Malang, 6 April 2026 – Pernahkah kita sejenak merenungkan, berapa mil laut yang harus ditempuh dan berapa besar risiko yang dihadapi demi sepiring hidangan laut yang tersaji hangat di meja makan kita? Pertanyaan ini menjadi refleksi utama di tengah peringatan Hari Nelayan Nasional yang jatuh tepat pada hari ini, 6 April 2026. Sebagai negara kepulauan terbesar di dunia dengan luas perairan yang mencapai dua pertiga wilayahnya, nelayan bukan sekadar profesi, melainkan garda terdepan dalam menjaga kedaulatan pangan dan identitas bangsa bahari Indonesia. Dedikasi Tanpa Batas di Tengah Tantangan Global Bagi jutaan nelayan di pelosok nusantara, laut adalah kantor sekaligus rumah. Mereka bekerja saat dunia tertidur, menerjang ketidakpastian cuaca, dan beradaptasi dengan perubahan iklim yang kian ekstrem.
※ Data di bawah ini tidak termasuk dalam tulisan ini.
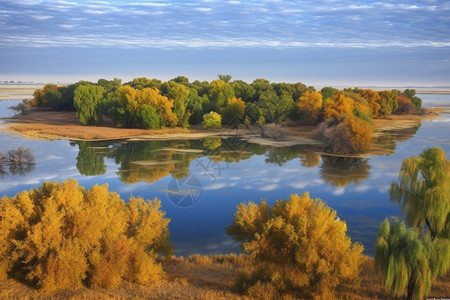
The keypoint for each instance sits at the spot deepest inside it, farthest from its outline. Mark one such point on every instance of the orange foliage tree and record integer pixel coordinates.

Namun, dedikasi mereka sering kali luput dari perhatian arus utama. Peringatan tahun ini mengusung semangat “Nelayan Sejahtera, Samudra Terjaga”. Fokus utamanya bukan sekadar merayakan hasil tangkapan yang melimpah, melainkan menyoroti pentingnya akses teknologi, perlindungan jaminan sosial, serta keberlanjutan ekosistem laut yang menjadi tumpuan hidup mereka. Pilar Ekonomi dan Ketahanan Pangan Data menunjukkan bahwa sektor perikanan terus menjadi kontributor signifikan bagi ekonomi nasional. Di balik angka-angka pertumbuhan tersebut, terdapat tangan-tangan tangguh nelayan tradisional maupun modern yang memastikan asupan protein bagi seluruh lapisan masyarakat terpenuhi. “Hari Nelayan adalah momentum bagi kita semua—pemerintah, pelaku industri, hingga konsumen—untuk bersinergi. Menghargai nelayan berarti memastikan mereka mendapatkan harga yang adil atas hasil tangkapannya dan mendapatkan perlindungan hukum yang kuat saat melaut,” ujar salah satu perwakilan asosiasi nelayan dalam peringatan tahun ini. Harapan di Tengah Arus Modernisasi Memasuki era digital, tantangan nelayan kian kompleks. Mulai dari penggunaan alat tangkap ramah lingkungan hingga digitalisasi pemasaran hasil laut. Harapannya, peringatan Hari Nelayan Nasional 2026 ini menjadi titik balik bagi penguatan ekosistem maritim yang lebih inklusif. Mari kita jadikan momentum ini untuk lebih peduli. Bukan hanya dengan menikmati hasil lautnya, tapi dengan menjaga kebersihan laut dan mendukung produk-produk tangkapan nelayan lokal. Karena setiap jaring yang ditarik, membawa harapan bagi masa depan generasi bangsa. Selamat Hari Nelayan Nasional 2026. Jayalah Lautku, Sejahteralah Nelayanku.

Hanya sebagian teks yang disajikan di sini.